Machine Learning

Supervised Learning: Classification / Recommendation Systems


7. Recommendation Systems

A Recommendation System predicts the preference or rating a user would give to an item. They are widely used in e-commerce (Amazon) and streaming (Netflix, Spotify).

1. Content-Based Filtering

Recommends items similar to those a user has liked in the past, based on item attributes (features).

Core Idea: "If you liked item A, and item B is similar to A, you will like item B."

How it works:
  1. Build an item profile (e.g., genre, director for movies).
  2. Build a user profile based on items they interacted with.
  3. Compute similarity using Cosine Similarity.
cos(θ) = (A · B) / (||A|| × ||B||)

2. Collaborative Filtering

Recommends items based on the preferences and behaviors of similar users, without using item features.

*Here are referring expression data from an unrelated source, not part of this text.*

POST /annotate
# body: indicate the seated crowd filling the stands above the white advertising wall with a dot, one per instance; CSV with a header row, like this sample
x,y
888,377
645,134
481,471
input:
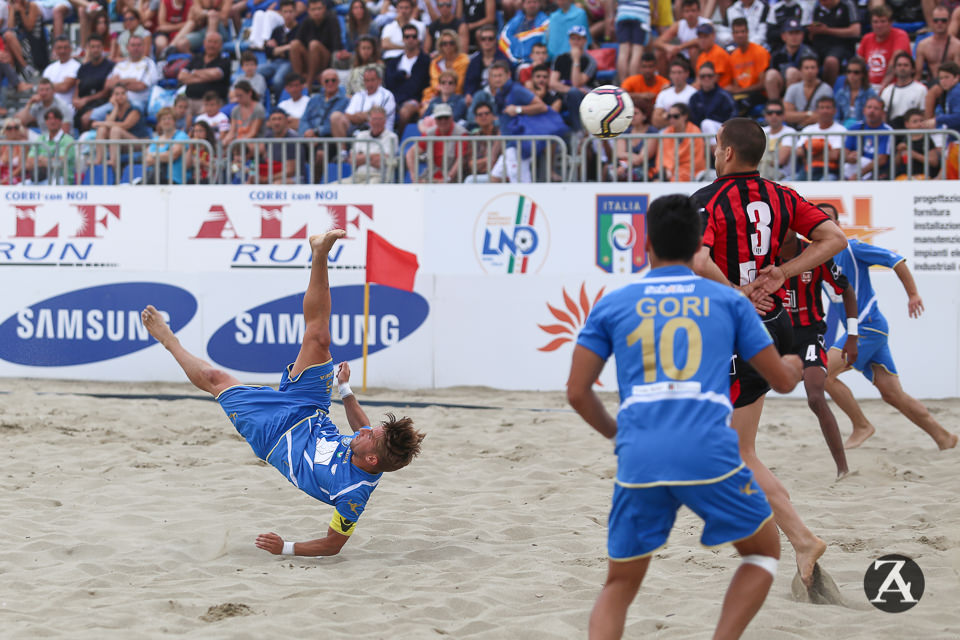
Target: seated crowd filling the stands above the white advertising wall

Core Idea: "Users who liked the same items as you in the past will likely have similar tastes for new items."

User-Based CF Algorithm
  1. Find users similar to the active user using Pearson correlation or Cosine similarity on their rating vectors.
  2. Identify items liked by these similar users but not yet seen by the active user.
  3. Predict the rating for these unseen items by taking a weighted average of the similar users' ratings.
  4. Recommend the items with the highest predicted ratings.
Model-Based CF (Matrix Factorization)

Represents the user-item rating matrix as a product of two lower-dimensional matrices. R ≈ U × Vᵀ.

3. Hybrid Filtering

Combines both approaches to overcome individual limitations (like the cold-start problem). Examples include Netflix, which uses matrix factorization (collaborative) along with genre/cast features (content).